TV: Panasonic TX50ST33E
Playstion 4 Pro 
Denon PMA 520 AE
Canton GLE490 

Der Verstärker ist über Cinch und die Playstation über HDMI an den Fernseher angeschlossen.

Ich kann außer die Höhen und Tiefen nichts am Verstärker verstellen was das Phenomän beseitigen könnte. 
Im Playstation kann man im Menü noch 3 Verschiedene Audioformate einstellen ( PCM, Bitstream Dolby/DTS) bringen aber keine Unterschiede....

Bei meinem 2. Fernseher wo ein Bose Solo 5 angeschlossen ist, ist das Problem nicht vorhanden. Die Box regelt es perfekt.

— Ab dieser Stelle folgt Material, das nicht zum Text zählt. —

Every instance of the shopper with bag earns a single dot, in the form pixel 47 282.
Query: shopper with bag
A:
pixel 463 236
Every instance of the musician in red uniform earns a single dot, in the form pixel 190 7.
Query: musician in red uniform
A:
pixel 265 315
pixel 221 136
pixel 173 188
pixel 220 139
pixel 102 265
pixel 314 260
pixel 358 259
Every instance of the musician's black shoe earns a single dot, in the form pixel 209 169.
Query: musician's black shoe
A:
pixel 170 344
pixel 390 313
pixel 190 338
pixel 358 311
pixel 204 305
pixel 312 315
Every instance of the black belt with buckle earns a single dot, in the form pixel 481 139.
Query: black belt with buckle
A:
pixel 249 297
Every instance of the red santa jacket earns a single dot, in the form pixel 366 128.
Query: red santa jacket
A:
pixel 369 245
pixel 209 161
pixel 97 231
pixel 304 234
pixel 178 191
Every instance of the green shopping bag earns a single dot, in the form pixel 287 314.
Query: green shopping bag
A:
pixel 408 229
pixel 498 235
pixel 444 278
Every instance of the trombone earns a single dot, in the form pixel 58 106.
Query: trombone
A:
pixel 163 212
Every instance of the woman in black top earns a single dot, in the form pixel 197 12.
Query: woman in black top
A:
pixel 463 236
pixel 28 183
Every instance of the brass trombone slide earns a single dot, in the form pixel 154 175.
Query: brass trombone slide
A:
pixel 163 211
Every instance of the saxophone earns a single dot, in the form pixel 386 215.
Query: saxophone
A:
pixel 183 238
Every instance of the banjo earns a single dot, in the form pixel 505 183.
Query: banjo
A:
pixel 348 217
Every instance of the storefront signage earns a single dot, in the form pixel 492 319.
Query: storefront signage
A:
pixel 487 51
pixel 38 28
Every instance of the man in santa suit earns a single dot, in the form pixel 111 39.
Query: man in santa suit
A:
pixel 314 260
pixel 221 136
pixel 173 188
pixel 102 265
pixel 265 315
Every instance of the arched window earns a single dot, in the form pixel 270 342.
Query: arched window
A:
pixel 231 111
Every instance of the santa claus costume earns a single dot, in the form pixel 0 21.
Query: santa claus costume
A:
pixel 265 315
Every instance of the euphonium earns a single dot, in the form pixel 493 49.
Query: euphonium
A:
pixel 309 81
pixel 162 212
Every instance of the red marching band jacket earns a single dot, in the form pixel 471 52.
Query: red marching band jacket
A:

Muss ich mir einen zusätzlichen AV Resiever kaufen oder geht das Problem nur mit einer zusätzlichen Center Box weg?
Ich will sehr gern bei meinem Stereo System bleiben. 


Lg Falco


----------



## JackA (22. Juli 2018)

Gut, eine Soundbar hat andere Probleme als Effekte zu laut wieder zu geben.
Also generell gibt es das Problem, vor Allem bei Dolby/DTS Tonspuren, dass Effekte betonter wieder gegeben werden als Stimmen, dagegen hilft dann ein Midnight-Modus bzw. ein höher geregelter Center.
Bei Stereo-Systemen kann man da nicht viel korrigieren, sollte aber auch nicht so krass vorhanden sein.
Hast du mal gecheckt, dass die PS4 und der TV auch sicher auf Stereo stehen und kein Dolby, DTS oder Gleichwertiges aktiviert sind?


----------



## Falco (23. Juli 2018)

Playstation ist auf PCM  eingestellt, aus dem Stereo Verstärker ist über Cinch an dem Fernseher abgeschlossen und mehr kann ich nicht machen...


----------



## Narbennarr (25. Juli 2018)

Scheint so, als würde die PS4 5.1 an den TV übertragen , stell mal auf Bitstream, dann übernimmt der TV die Wandlung


----------



## taks (25. Juli 2018)

Wieso schleust du die PS über den Fernseher?


edit: Sorry, dachte die PMA wären Receiver nicht Verstärker.


----------